In addition to the DAC unlocking, DAC amortization in 2004
was reduced by $66 million in the first quarter as a result of
lengthening amortization periods for certain insurance and
annuity products in conjunction with our adoption of AICPA
SOP 03-1, Accounting and Reporting by Insurance Enterprises
for Certain Nontraditional Long-Duration Contracts and for
Separate Accounts.” Equity market conditions and other
factors resulted in increased amortization of DAC in 2005
compared to 2004, particularly for our growing variable annuity
business. Somewhat offsetting the impacts of these increases
was amortization of DAC associated with mutual funds, which
was down $33 million. Sales of the classes of mutual fund
shares for which we defer acquisition costs have declined
sharply in recent years, leading to lower DAC balances and
less DAC amortization.
The increase in interest and debt expense in 2005 primarily
reflects higher short-term interest rates during 2005 as
compared to 2004.
Separation costs incurred in 2005 of $293 million were
primarily associated with advisor and employee retention
programs, establishing the Ameriprise Financial brand and
separating and reestablishing our technology platforms.
Other expenses in 2005 included $100 million related to the
comprehensive settlement of a consolidated securities class
action lawsuit.

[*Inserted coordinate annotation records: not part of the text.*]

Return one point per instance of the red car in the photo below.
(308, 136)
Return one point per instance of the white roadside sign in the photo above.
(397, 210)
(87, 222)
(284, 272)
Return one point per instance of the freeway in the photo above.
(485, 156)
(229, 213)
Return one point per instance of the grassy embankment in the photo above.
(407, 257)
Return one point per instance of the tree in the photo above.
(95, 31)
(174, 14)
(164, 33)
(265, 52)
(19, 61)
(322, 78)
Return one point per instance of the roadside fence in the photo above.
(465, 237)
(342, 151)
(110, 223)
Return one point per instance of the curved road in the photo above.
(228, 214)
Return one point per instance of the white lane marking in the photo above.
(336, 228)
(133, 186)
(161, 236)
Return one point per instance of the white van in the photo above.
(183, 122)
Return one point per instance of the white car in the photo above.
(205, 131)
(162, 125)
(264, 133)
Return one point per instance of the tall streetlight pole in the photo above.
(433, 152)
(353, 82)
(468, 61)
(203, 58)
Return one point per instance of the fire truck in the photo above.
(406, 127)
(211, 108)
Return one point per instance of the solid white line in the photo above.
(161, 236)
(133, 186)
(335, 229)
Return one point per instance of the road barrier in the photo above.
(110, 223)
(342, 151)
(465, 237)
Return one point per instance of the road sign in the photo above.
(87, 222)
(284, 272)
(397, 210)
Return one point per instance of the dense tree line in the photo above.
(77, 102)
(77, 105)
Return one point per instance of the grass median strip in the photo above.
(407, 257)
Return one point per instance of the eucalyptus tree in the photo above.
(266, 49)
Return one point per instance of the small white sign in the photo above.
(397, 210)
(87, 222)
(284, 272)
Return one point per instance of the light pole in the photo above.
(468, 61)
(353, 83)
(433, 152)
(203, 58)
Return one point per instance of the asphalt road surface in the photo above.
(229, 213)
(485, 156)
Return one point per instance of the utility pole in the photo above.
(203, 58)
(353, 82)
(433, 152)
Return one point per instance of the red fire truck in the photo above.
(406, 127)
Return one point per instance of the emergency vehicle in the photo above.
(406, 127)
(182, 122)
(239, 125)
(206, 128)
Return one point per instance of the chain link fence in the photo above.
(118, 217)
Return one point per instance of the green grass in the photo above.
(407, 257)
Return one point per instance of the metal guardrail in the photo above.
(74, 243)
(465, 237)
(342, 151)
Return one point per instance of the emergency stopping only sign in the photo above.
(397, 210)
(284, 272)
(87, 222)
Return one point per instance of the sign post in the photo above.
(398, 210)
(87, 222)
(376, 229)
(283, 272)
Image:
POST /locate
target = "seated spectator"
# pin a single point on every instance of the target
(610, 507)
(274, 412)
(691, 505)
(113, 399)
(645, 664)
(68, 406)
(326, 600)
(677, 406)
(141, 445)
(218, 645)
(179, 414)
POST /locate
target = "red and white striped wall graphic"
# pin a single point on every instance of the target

Also included in 2005 are costs related to
mutual fund industry regulatory matters of approximately
$40 million, compared to approximately $80 million of similar
costs incurred in 2004. See Note 24 to our Consolidated
Financial Statements for additional information.
Income Taxes
The effective tax rate was 25.1% for the year ended
December 31, 2005 compared to 25.8% for the year ended
December 31, 2004. The lower effective tax rate and income
taxes in 2005 relative to 2004 are principally due to the
impact of relatively lower levels of pretax income compared to
tax-advantaged items in 2005. Additionally, taxes applicable to
prior years represent a $20 million tax expense in 2005 and a
$20 million tax benefit in 2004.
40 Ameriprise Financial, Inc. 2006 Annual Report
Results of Operations by Segment
Year Ended December 31, 2005 Compared to Year Ended December 31, 2004
The following tables present summary financial information by segment and reconciliation to consolidated totals derived from Note 27
to our Consolidated Financial Statements for the years ended December 31, 2005 and 2004:
Years Ended December 31,
Percent Share Percent Share
2005 of Total 2004 of Total
(in millions, except percentages)
Total revenues
Asset Accumulation and Income $ 5,350 71 % $ 4,960 71 %
Protection 1,948 26 1,919 27
Corporate and Other 212 3 151 2
Eliminations (26) (3) —
Consolidated total revenues $ 7,484 100 % $ 7,027 100 %
Total expenses
Asset Accumulation and Income $ 4,634 69 % $ 4,231 72 %
Protection 1,495 22 1,416 24
Corporate and Other 636 9 271 4
Eliminations (26) (3) —
Consolidated total expenses $ 6,739 100 % $ 5,915 100 %
Pretax segment income (loss)
Asset Accumulation and Income $ 716 96 % $ 729 66 %
Protection 453 61 503 45
Corporate and Other (424) (57) (120) (11)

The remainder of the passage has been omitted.